The sideboard is often deemed a buffet in the United States, from the French buffet à deux corps, which referred to a storage and display case. However, a buffet technically possesses a tiered or shelved superstructure for displaying attractive kitchenware and certainly makes more sense in the context of buffet dining — abundant meals served for crowds of people.

Every imaginable iteration of the sideboard has taken shape over the years. Furniture maker and artist Paul Evans, whose work has been the subject of various celebrated museum exhibitions, created ornamented, welded and patinated sideboards for Directional Furniture, collections such as the Cityscape series that speak to his place in revolutionary brutalist furniture design as much as they echo the origins of these sturdy, functional structures centuries ago.

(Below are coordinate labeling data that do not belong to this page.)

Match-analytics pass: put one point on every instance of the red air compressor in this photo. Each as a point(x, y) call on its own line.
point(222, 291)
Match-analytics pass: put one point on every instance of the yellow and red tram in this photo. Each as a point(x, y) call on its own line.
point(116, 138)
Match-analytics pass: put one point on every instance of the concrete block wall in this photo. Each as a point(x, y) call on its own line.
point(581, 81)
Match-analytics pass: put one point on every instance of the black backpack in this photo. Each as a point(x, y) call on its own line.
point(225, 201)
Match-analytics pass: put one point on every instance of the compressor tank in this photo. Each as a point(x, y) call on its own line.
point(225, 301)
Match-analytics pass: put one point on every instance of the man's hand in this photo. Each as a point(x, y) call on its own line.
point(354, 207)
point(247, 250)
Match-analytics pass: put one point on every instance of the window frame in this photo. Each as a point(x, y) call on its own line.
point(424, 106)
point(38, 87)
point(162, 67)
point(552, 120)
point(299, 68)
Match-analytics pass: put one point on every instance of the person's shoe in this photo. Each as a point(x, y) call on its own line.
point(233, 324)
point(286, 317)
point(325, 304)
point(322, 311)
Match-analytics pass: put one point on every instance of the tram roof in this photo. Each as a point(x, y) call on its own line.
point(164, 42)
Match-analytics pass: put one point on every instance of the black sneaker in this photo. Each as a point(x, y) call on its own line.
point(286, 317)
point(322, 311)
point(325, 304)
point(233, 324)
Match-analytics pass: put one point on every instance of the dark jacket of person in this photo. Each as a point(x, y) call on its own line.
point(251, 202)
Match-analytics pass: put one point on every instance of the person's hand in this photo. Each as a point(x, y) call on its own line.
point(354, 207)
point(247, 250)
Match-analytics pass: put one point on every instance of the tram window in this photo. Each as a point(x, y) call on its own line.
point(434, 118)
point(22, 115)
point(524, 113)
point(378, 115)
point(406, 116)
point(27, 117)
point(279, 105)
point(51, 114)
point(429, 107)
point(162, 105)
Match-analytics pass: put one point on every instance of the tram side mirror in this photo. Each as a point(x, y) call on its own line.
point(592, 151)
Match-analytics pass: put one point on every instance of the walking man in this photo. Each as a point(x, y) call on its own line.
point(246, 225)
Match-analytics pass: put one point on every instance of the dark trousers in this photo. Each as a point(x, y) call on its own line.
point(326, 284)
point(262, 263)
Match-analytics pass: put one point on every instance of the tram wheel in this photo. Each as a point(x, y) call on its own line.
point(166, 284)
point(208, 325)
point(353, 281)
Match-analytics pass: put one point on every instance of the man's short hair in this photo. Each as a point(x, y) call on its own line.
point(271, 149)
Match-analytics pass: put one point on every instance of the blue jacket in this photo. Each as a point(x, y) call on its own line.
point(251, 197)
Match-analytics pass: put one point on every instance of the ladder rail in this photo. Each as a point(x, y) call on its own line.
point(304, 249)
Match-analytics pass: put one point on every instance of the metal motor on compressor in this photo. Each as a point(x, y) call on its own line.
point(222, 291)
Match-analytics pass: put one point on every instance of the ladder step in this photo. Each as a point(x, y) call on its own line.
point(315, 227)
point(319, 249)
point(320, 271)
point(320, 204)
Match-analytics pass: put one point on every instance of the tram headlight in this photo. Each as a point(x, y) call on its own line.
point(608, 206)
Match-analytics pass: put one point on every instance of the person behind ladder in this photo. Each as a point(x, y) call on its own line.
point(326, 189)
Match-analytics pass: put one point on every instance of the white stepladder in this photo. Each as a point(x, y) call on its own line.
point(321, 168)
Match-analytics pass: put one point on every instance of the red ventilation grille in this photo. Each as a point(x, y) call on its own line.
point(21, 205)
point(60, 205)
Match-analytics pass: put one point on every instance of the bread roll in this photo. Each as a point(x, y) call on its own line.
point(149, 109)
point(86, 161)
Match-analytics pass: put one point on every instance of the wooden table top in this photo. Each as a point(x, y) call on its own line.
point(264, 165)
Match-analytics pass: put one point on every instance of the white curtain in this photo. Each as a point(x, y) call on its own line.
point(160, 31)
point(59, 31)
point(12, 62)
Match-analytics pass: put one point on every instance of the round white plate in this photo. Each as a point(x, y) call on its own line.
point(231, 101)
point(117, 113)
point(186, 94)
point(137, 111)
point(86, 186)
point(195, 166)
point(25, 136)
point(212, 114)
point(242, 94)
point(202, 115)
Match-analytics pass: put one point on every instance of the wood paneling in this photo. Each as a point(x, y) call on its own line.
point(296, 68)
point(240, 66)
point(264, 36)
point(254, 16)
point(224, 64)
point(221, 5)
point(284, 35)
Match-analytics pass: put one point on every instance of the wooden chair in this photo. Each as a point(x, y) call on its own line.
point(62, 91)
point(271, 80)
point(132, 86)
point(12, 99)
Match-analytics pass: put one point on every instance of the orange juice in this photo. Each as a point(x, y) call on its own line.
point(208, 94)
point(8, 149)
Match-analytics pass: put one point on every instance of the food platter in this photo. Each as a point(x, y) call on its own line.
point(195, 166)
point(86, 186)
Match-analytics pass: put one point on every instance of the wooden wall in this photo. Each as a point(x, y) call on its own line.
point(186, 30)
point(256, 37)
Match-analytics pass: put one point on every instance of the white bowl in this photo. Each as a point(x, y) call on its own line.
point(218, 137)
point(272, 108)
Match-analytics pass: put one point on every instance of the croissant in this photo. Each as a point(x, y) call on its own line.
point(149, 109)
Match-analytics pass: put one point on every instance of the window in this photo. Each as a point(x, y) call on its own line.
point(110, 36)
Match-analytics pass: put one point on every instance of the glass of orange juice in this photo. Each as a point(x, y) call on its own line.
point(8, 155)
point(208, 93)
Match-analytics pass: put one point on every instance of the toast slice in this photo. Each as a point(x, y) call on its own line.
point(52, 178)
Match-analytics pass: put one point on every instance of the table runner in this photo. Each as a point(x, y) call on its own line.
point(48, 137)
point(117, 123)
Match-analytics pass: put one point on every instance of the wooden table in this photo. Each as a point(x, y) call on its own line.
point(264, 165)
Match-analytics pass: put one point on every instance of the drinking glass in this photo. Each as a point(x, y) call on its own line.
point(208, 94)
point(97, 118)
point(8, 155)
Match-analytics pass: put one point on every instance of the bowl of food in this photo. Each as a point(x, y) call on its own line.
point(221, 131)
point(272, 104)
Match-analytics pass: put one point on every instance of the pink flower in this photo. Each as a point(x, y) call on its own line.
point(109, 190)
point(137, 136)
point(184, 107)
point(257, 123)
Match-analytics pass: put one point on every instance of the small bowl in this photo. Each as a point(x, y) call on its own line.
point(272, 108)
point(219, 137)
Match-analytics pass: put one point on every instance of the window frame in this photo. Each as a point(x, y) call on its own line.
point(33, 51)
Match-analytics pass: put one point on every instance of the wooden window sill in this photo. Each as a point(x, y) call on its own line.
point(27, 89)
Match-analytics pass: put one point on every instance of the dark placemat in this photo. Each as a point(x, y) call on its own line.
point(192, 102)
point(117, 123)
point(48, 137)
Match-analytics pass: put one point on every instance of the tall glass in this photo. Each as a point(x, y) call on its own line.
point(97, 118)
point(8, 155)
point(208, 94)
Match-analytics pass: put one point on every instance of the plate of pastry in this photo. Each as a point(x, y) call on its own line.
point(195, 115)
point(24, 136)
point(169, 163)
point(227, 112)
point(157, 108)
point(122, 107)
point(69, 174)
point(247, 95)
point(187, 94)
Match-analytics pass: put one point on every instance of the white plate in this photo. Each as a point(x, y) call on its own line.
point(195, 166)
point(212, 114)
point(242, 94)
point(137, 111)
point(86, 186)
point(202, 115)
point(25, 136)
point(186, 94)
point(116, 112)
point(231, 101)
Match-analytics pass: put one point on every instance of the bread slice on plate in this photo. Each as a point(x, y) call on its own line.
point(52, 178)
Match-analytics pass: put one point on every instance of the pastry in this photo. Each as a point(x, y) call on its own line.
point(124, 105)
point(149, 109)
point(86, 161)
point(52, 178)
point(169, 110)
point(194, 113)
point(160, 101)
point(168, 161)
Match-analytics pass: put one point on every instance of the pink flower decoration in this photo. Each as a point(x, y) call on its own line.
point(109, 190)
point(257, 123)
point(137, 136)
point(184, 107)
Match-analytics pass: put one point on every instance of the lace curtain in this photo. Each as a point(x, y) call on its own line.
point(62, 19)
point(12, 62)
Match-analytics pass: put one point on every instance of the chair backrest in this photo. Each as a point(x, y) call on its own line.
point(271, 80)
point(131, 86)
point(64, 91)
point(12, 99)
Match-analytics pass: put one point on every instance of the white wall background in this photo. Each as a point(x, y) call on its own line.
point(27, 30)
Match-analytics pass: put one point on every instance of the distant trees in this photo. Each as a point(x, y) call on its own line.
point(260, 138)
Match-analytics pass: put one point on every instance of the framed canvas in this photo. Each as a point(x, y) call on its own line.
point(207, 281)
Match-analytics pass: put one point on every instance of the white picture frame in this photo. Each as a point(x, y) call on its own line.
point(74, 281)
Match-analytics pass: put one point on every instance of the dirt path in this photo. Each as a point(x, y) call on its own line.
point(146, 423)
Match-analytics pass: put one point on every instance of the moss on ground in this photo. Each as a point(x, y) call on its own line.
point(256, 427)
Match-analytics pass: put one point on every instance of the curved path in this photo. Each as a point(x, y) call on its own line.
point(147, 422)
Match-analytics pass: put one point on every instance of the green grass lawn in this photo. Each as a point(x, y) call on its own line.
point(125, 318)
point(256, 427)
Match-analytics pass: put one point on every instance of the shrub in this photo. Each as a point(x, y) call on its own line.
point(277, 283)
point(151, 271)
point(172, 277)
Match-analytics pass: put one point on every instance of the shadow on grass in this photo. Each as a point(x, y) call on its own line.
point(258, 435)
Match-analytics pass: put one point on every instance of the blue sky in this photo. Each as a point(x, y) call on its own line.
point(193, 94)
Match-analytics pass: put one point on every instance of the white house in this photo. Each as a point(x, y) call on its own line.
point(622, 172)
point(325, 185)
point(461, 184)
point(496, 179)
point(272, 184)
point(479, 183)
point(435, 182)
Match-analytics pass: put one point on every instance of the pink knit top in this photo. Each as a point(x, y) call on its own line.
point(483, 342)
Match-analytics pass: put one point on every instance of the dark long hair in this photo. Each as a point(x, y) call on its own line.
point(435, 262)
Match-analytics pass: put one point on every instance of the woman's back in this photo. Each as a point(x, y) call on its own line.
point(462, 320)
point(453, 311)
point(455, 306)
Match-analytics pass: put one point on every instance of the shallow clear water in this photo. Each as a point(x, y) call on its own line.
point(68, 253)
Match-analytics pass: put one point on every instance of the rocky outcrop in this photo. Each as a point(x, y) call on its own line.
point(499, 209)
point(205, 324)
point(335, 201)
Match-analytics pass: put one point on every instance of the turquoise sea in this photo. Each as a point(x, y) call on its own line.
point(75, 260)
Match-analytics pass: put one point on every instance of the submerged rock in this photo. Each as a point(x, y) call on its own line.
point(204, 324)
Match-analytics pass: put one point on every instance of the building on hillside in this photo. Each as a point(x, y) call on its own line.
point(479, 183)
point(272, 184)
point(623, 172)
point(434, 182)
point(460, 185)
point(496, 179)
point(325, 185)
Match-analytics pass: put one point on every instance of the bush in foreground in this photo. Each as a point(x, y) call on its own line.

If mid-century modern sideboards or vintage Danish sideboards are more to your liking than an 18th-century mahogany sideboard with decorative inlays in the Hepplewhite style, the particularly elegant pieces crafted by designers Hans Wegner, Edward Wormley or Florence Knoll are often sought by today’s collectors.

Whether you have a specific era or style in mind or you’re open to browsing a vast collection to find the right fit, 1stDibs has a variety of antique and vintage sideboards to choose from.